Amazon Dash was discontinued in March 2019, but it’s interesting to think about similar IoT triggers in a retail setting. One proposition is hooking up a button to an order management API to automatically re-order stock that’s running low, in the same vein as dropshipping. Plus, products like IoT Buttons or Square (who offer a powerful API for developers to create a custom checkout experience) are affordable enough that small retailers and pop up shops can take advantage of them.

Perhaps the most vital retail data is not derived from physical triggers, but reflective of the items in stock. Best Buy offers an open source API that grants access to product prices, descriptions, and images for hundreds of thousands of items. A retailer can reap many rewards from building a similar API-first developer program. Internally, data could be used to perform price comparisons or populate POS systems and product listings. Externally, it could act as another revenue model entirely.

Warehouse/Storefront Hybrids

We’ve written above about how human capital is still relevant in smart stores, but it would be foolish to suggest that the number of employees in retail environments won’t continue to decrease in the wake of increased automation.

Companies like Argos and Costco have both, albeit in different ways, already successfully executed the store-warehouse hybrid. The former relies on employees to fetch products for you manually while the latter allows you to grab everything from pizza to hot tubs and toss ‘em on your cart yourself.

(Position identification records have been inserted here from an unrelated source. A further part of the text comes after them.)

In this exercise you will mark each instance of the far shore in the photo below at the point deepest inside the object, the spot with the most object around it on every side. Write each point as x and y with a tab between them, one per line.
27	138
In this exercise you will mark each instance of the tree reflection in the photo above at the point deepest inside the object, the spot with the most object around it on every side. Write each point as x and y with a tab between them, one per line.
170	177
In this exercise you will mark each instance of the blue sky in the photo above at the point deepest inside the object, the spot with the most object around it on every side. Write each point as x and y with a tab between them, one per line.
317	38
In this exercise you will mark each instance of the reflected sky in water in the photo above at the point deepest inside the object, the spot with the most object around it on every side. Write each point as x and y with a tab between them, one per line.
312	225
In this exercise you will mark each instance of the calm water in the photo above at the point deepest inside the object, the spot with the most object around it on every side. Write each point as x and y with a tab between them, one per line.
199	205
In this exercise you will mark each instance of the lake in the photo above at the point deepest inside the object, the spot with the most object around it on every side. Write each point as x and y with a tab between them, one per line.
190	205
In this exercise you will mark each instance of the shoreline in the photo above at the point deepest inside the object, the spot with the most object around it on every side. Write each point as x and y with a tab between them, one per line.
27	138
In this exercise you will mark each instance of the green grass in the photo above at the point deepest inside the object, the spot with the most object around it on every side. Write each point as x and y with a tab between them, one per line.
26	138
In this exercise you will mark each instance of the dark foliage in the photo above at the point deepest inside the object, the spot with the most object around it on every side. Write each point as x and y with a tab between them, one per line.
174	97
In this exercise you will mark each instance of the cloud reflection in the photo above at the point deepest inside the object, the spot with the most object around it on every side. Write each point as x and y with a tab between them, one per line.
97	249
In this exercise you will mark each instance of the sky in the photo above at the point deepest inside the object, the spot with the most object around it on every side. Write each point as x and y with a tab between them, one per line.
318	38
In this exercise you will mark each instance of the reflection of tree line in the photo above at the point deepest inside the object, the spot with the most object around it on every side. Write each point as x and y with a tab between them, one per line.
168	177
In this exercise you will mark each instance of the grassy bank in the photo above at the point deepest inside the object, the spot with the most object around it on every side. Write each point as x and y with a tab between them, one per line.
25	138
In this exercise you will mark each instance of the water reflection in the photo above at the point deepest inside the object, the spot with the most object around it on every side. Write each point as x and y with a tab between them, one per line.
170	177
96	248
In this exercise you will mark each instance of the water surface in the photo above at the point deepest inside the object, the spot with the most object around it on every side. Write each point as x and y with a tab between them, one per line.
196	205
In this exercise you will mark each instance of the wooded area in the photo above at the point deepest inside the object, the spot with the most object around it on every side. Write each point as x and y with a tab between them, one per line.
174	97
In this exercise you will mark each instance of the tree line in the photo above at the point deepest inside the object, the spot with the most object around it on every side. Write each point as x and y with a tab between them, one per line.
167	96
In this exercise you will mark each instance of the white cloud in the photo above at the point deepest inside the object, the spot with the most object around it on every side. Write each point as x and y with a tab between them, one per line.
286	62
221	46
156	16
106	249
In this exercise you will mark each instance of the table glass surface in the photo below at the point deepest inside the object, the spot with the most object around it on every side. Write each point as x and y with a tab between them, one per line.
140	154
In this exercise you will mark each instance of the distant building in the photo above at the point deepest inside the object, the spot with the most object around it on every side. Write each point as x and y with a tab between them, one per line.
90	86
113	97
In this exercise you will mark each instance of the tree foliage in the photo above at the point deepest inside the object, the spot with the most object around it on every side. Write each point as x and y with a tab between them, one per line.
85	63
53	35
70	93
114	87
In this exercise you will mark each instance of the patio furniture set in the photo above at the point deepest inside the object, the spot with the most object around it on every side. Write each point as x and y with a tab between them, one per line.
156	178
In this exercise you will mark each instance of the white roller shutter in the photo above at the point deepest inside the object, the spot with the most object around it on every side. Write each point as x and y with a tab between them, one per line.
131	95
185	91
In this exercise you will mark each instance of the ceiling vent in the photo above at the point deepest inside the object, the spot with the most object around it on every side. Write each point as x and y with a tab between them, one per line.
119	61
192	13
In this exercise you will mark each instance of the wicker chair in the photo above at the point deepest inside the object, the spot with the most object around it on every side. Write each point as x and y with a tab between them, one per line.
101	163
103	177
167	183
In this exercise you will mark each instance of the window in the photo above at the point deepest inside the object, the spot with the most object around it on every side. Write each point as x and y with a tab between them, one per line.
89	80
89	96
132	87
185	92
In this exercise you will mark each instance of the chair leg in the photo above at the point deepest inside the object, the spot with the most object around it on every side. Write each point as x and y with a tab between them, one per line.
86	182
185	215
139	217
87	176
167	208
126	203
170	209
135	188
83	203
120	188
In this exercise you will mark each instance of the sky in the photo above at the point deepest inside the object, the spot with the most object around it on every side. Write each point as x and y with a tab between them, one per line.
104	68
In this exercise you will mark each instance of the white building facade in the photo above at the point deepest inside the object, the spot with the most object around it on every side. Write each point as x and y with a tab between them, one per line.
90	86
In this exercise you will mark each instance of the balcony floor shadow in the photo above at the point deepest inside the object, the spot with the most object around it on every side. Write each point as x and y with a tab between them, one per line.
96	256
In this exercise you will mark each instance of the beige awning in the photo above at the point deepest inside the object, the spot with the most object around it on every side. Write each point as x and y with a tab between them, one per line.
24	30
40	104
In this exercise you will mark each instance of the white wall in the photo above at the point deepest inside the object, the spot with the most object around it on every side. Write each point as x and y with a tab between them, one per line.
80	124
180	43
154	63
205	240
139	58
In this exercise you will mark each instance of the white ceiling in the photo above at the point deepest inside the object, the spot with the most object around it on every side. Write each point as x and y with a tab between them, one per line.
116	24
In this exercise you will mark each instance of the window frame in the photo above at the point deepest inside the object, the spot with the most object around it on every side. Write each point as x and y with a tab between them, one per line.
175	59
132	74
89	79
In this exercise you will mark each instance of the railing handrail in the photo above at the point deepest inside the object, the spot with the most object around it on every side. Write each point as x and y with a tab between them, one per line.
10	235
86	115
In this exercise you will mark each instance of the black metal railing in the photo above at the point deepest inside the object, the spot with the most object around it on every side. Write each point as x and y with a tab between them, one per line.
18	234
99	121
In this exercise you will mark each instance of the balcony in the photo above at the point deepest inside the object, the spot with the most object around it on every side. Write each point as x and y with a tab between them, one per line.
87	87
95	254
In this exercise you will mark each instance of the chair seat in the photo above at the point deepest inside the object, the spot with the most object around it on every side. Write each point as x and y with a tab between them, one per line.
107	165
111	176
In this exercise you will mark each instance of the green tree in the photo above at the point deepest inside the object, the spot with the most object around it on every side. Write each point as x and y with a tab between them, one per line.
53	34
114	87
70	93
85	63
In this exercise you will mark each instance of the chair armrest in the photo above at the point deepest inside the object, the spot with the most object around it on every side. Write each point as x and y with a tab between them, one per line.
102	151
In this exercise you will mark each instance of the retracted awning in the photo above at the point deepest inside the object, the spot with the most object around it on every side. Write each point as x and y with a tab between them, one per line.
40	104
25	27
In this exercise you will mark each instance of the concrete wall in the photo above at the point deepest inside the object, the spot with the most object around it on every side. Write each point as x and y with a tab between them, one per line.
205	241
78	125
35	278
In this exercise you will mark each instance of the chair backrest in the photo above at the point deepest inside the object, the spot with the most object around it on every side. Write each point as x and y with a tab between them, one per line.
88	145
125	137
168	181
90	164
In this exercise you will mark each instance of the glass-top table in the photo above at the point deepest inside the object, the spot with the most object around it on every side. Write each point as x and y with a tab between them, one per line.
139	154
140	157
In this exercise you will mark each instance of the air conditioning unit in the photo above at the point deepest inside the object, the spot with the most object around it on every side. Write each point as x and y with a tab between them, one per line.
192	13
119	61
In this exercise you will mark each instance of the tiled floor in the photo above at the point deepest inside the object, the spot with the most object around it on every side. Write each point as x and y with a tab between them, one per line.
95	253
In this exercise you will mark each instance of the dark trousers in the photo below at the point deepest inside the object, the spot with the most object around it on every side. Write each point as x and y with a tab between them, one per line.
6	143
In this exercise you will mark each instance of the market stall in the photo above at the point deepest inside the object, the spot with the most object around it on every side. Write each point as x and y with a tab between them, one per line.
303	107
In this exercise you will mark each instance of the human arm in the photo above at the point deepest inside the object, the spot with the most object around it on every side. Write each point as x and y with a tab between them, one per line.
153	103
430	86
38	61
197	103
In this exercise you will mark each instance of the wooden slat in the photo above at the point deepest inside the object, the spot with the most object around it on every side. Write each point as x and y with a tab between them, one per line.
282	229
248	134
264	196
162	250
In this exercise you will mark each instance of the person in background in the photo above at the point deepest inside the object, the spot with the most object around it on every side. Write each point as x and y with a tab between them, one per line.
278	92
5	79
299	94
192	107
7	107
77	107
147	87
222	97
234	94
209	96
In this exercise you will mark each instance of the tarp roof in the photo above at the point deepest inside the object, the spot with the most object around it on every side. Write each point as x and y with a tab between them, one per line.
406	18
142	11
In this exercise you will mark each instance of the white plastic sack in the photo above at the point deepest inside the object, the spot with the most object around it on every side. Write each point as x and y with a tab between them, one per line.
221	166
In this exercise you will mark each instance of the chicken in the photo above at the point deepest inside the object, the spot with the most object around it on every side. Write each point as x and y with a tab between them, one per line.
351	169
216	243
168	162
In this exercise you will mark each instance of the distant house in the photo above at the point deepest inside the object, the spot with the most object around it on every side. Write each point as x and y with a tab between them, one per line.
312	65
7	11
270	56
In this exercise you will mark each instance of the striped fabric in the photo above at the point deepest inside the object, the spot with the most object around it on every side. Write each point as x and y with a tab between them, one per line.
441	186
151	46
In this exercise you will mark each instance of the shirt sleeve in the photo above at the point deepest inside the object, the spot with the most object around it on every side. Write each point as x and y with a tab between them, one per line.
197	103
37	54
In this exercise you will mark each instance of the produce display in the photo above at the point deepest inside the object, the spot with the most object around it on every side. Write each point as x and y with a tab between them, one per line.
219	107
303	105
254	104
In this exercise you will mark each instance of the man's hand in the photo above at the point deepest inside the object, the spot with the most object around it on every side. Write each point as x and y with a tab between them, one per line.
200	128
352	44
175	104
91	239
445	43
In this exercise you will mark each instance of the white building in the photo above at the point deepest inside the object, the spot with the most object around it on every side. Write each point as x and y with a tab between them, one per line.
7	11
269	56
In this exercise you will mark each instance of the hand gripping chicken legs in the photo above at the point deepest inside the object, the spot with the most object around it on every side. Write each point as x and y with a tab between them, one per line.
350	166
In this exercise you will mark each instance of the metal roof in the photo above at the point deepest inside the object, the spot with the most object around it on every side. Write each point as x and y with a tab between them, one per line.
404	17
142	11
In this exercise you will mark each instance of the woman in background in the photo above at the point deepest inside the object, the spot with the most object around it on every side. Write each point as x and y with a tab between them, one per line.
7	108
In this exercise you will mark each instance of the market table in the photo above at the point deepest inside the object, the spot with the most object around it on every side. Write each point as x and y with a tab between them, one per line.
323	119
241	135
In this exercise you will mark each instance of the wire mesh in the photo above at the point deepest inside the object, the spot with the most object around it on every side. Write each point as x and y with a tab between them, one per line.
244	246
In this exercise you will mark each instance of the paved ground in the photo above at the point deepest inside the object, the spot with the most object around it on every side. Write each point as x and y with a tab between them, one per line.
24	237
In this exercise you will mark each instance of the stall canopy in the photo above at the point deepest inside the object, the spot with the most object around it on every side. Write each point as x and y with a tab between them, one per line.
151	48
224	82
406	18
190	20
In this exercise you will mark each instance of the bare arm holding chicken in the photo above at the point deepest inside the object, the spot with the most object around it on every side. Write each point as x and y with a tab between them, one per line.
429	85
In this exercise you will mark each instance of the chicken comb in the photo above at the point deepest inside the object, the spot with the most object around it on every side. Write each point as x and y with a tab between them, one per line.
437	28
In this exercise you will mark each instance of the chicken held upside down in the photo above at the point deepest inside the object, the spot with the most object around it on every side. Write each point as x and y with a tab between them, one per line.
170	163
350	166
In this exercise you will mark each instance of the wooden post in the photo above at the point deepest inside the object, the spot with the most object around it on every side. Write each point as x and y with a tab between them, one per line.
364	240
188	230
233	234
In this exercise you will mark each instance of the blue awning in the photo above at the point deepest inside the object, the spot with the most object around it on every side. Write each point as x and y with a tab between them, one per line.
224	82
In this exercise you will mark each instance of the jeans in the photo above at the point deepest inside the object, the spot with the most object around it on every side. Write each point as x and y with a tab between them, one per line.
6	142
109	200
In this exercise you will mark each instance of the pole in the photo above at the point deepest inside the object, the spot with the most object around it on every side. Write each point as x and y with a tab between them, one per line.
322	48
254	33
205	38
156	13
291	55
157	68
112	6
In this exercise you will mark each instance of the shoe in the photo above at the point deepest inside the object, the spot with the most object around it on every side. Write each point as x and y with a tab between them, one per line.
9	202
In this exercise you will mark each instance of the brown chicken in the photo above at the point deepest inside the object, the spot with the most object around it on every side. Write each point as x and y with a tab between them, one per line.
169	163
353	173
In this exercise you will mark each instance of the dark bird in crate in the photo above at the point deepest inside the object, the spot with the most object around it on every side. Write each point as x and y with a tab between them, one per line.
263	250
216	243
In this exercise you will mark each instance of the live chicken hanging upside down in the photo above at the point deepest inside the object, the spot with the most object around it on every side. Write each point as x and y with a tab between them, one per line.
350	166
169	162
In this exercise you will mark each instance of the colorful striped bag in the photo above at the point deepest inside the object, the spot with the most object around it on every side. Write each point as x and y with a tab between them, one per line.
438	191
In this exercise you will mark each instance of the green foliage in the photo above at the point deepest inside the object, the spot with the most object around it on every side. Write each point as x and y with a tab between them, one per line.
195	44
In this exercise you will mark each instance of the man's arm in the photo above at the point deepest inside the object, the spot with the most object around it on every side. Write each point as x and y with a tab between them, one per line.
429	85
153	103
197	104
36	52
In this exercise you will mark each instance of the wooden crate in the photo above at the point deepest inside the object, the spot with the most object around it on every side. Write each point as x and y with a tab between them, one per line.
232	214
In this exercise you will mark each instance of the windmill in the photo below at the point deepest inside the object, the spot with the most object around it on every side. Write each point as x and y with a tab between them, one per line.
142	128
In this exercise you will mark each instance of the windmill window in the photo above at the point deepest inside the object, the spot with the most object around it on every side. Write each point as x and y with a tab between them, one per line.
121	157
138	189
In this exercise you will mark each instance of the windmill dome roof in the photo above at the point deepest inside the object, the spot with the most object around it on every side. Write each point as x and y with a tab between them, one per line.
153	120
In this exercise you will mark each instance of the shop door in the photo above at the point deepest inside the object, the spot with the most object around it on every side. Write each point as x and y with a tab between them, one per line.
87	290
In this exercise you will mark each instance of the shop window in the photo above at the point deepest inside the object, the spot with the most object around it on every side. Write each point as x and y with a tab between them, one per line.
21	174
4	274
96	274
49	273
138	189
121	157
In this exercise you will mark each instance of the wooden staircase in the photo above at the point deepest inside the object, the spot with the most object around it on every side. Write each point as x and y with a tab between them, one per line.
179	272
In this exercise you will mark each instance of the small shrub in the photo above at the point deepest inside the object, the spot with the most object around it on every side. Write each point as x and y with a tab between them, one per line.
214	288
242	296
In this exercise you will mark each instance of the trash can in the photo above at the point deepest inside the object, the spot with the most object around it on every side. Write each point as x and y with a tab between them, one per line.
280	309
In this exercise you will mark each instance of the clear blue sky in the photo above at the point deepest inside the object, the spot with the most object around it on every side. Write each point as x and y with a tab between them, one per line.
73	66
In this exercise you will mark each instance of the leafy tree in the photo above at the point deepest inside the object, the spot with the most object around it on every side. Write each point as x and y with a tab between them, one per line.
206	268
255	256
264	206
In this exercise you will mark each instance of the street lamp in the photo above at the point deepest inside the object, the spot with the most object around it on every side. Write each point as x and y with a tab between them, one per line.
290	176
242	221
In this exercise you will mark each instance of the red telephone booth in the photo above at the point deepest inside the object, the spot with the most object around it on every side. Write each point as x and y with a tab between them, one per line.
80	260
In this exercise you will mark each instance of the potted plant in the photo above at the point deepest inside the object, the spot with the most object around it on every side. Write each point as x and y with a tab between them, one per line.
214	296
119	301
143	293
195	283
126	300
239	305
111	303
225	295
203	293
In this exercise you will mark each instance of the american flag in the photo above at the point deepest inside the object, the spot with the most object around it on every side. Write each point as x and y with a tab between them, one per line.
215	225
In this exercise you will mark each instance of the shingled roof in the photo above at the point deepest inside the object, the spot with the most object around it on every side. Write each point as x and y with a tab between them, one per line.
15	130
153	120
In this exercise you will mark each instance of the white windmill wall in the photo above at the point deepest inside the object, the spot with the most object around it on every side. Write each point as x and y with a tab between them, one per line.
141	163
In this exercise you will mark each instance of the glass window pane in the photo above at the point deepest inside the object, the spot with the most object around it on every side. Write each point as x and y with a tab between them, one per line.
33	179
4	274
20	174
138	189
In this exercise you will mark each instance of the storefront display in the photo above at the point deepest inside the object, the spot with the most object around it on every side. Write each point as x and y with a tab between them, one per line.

Imagine a retailer offering similarly unfettered access to their nearest warehouse combined with the technology of Amazon Go. Many Amazon physical stores – such as Amazon 4-star, Amazon Pop-up, and Amazon Books – mimic the shopping experience of a traditional retail outlet, which is a move that’s perplexed many. Amazon Go is different in that it grants access to a store via an app and allows customers to simply pick up goods and walk out.

A combination of Amazon Go-style technology and a self-service warehouse is exciting because it reduces the number of employees necessary for the operation and makes 24-hour possible.

Mass adoption isn’t beyond the realms of possibility either, since a small team has already used the Kairos facial recognition API to recreate Amazon Go. Granted, this was only a hackathon project (Subhan Nadeem, the author of the piece, warns readers that the code isn’t pretty!) but it sets a precedent for where retail might go next.

Final Thoughts

Online shopping brands are still, to some extent, afraid of brick and mortar stores. It’s why so many of them offer perks like discount codes for first-time buyers as well as free shipping and returns in an effort to measure up. Amazon even debuted Prime Wardrobe, a “try before you buy” service that allows customers to order up to 8 items/sizes with no upfront charge, at the end of last year.

But, when it comes to the issue of smart stores, there are some elephants in the room. Namely, before we begin to mention the inevitable job losses associated with automating more and more retail processes, that they all rely on their usage being by “ideal consumers.”

IoT buttons for re-ordering only work if consumers actually bother to hit the switch when they notice that stock is running low, and there’s way too much potential for pranksters who think it’s hilarious to use it to order hundreds of perishable items. Likewise, there’s a risk of opportunistic thieves following Amazon Go users into stores and picking up various items at their expense.

Another elephant in the room? In traditional brick and mortar shopping spaces, or most of them anyway, rents are getting higher and footfall is getting lower. Many offline retailers are simply trying to get by, and don’t want to risk the outlay of expensive new systems. However, they simply can’t afford to bury their heads in the sand any longer.

To their credit, some bricks and mortar retail stores are embracing the technology that’s out there and trying new things. Greater use of automation, improved employee/customer communication and APIs could be what keeps offline retail going for a little while longer or it could just be something that turns it around for good.